Baseball venue located in Alexandria, Minnesota

Knute Nelson Memorial Park is a baseball venue located in Alexandria, Minnesota, United States. The park was opened in 1938 (as City Athletic Field) and renovated in 1967. It was named for former Governor of Minnesota and U.S. Senator Knute Nelson.

Knute Nelson Memorial Park was the home of the Alexandria Blue Anchors of the Northwoods League, a collegiate summer baseball league. The team's first game was played on June 1, 2001, when former Major League Baseball reliever Goose Gossage threw out the first pitch.

Since 2016 one night a season, you can still see the Beetles play in the ballpark as the Willmar Stingers become the Alexandria Beetles for a night. It pays homage to a time that once was when Alexandria had their own team. Over the past four seasons, the Willmar Stingers have played as the Beetles they have a 4-1 record. In 2019, the Beetles won a game against the La Crosse Loggers 14-4. On this night over 1,300 people from the community showed up to see their team play with the hope that someday a Northwoods League team will return to Alexandria. In July 2020, the Beetles returned to action in an exhibition game against the Willmar Stingers in a game the Beetles won 9-8. The Beetles plan to return to action in 2021.
==Layout==
The field's layout places Lake Winona directly past the center field fence. The majority of the seating is behind home plate and along the third base line, as residential areas located close to the field prevent further expansion along the first base line.

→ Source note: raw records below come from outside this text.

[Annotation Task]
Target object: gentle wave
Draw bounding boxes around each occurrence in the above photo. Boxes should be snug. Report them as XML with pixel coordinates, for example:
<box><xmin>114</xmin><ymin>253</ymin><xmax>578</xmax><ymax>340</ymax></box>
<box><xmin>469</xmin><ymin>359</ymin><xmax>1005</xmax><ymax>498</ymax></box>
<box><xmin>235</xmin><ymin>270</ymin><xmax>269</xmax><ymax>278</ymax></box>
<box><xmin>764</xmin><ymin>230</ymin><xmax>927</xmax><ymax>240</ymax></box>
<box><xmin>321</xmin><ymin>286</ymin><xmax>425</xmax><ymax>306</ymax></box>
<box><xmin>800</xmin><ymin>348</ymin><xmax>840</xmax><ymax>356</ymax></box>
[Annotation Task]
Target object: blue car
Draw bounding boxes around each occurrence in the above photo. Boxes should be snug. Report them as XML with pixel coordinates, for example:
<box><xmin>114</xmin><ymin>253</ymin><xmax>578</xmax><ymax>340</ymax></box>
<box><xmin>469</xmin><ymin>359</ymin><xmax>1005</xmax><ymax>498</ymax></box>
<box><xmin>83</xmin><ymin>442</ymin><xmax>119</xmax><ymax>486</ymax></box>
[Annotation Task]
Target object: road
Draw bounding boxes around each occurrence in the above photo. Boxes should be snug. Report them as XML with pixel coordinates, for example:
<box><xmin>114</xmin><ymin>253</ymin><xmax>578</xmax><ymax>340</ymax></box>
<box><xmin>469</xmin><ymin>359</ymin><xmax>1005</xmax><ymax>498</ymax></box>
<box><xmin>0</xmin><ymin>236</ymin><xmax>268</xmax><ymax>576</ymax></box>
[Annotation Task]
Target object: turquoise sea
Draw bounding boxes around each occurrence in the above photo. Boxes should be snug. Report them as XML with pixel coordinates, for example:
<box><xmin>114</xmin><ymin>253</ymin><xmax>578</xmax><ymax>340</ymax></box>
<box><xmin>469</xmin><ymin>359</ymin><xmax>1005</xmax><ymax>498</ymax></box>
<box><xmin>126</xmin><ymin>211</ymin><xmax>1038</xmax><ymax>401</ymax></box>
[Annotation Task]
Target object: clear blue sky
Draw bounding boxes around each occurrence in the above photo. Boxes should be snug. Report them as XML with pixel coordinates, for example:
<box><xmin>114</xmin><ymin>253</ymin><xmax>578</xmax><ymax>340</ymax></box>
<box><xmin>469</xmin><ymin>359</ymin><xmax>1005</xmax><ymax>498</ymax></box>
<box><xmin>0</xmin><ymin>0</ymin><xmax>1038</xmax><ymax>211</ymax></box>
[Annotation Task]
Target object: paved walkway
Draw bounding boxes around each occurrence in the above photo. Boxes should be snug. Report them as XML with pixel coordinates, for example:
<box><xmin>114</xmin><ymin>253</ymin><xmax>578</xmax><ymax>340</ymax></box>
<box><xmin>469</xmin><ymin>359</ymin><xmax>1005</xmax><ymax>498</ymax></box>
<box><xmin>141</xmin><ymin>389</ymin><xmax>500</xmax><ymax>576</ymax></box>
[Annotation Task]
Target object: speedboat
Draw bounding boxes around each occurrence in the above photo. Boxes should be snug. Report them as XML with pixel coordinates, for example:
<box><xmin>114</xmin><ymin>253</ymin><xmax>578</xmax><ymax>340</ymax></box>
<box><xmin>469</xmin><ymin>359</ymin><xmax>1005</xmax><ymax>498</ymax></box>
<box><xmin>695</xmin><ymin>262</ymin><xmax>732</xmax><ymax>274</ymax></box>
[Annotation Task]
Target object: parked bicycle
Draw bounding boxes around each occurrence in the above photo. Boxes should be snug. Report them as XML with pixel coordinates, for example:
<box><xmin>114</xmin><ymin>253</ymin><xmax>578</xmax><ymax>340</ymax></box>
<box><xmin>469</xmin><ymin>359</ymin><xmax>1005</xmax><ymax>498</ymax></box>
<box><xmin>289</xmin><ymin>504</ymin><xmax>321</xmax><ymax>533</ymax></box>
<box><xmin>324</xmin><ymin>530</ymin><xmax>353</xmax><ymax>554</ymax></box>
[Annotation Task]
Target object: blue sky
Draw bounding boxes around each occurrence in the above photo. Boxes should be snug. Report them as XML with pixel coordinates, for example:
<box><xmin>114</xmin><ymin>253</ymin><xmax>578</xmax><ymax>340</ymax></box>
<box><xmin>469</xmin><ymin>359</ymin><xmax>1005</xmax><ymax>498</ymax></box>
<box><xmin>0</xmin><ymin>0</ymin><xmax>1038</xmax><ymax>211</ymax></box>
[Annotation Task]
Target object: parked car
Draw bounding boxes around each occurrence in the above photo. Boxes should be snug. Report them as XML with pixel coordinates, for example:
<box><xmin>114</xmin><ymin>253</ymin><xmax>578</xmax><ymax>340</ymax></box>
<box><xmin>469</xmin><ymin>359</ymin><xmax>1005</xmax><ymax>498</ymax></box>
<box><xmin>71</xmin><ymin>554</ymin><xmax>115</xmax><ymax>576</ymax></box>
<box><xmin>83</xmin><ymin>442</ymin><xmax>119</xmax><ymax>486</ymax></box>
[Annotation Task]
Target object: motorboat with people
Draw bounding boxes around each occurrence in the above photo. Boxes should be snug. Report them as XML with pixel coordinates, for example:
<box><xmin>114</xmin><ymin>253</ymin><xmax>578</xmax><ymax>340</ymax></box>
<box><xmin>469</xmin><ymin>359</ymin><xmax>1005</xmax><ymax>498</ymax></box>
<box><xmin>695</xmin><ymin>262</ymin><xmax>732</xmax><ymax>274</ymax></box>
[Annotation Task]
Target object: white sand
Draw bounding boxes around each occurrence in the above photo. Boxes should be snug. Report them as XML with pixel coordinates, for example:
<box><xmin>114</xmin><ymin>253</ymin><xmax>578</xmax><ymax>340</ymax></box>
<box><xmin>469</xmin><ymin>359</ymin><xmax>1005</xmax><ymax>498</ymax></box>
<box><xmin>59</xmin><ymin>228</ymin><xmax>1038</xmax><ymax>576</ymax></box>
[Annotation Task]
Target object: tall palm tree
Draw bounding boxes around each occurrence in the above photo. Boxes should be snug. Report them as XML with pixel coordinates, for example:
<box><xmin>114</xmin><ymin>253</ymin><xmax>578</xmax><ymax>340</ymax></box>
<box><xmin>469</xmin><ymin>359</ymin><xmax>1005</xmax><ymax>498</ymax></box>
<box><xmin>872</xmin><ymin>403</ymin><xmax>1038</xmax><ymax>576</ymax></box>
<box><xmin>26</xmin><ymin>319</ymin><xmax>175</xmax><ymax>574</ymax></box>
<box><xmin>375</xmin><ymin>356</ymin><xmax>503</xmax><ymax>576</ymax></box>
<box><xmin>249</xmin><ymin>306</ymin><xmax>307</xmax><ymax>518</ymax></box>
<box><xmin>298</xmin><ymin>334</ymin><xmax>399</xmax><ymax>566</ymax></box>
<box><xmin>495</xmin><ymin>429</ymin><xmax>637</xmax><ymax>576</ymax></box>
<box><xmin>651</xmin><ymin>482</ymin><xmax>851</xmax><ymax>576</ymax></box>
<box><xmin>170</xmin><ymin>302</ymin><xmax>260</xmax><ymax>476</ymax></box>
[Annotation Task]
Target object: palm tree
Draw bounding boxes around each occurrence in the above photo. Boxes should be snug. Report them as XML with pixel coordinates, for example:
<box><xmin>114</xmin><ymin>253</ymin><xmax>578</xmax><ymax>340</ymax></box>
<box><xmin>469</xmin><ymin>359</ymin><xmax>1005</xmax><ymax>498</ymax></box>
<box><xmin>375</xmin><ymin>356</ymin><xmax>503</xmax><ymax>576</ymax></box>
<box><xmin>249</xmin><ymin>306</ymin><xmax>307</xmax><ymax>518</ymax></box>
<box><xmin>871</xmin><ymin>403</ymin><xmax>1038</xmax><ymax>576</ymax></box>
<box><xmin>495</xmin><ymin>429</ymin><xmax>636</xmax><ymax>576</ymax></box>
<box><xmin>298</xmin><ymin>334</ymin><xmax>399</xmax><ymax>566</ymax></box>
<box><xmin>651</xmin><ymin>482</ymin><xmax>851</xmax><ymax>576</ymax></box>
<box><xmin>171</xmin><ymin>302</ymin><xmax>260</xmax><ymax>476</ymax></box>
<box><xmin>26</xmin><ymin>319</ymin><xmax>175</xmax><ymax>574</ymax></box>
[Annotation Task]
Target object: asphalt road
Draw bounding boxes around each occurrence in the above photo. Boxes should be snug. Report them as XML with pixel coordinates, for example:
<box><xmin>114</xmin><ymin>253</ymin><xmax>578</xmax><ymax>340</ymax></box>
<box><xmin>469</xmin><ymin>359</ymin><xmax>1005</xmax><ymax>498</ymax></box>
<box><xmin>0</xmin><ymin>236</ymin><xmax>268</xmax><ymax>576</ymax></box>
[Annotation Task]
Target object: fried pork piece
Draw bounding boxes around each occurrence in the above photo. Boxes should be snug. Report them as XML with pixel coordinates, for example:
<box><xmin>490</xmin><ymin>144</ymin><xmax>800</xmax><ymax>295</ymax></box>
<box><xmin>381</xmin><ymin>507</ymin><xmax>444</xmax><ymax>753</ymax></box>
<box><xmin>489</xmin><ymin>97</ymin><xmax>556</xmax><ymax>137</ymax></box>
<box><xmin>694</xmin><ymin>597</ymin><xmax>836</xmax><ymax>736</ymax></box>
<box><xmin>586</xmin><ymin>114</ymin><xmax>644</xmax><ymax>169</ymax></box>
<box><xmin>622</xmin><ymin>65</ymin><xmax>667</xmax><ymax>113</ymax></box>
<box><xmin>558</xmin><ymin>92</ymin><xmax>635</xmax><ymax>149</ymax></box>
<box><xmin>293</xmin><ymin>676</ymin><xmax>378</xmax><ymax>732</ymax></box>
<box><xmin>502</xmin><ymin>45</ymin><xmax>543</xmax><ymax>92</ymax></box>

The stadium's capacity is 1500, and is generally about two-thirds full. Seating includes a grandstand for season-ticket holders; bleachers down the foul lines; and two party decks. Though the intimate stadium does not have traditional concourses, it has enough room behind and in-between the seating areas for concession stands and carnival-style promotions. The atmosphere is distinctively small-town midwestern. During games, children wander about chasing the mascot and playing with one another. The location is just two blocks from the center of town. Since only 10,000 people live in Alexandria, about 10% of the populace heads to the ballpark on summer nights.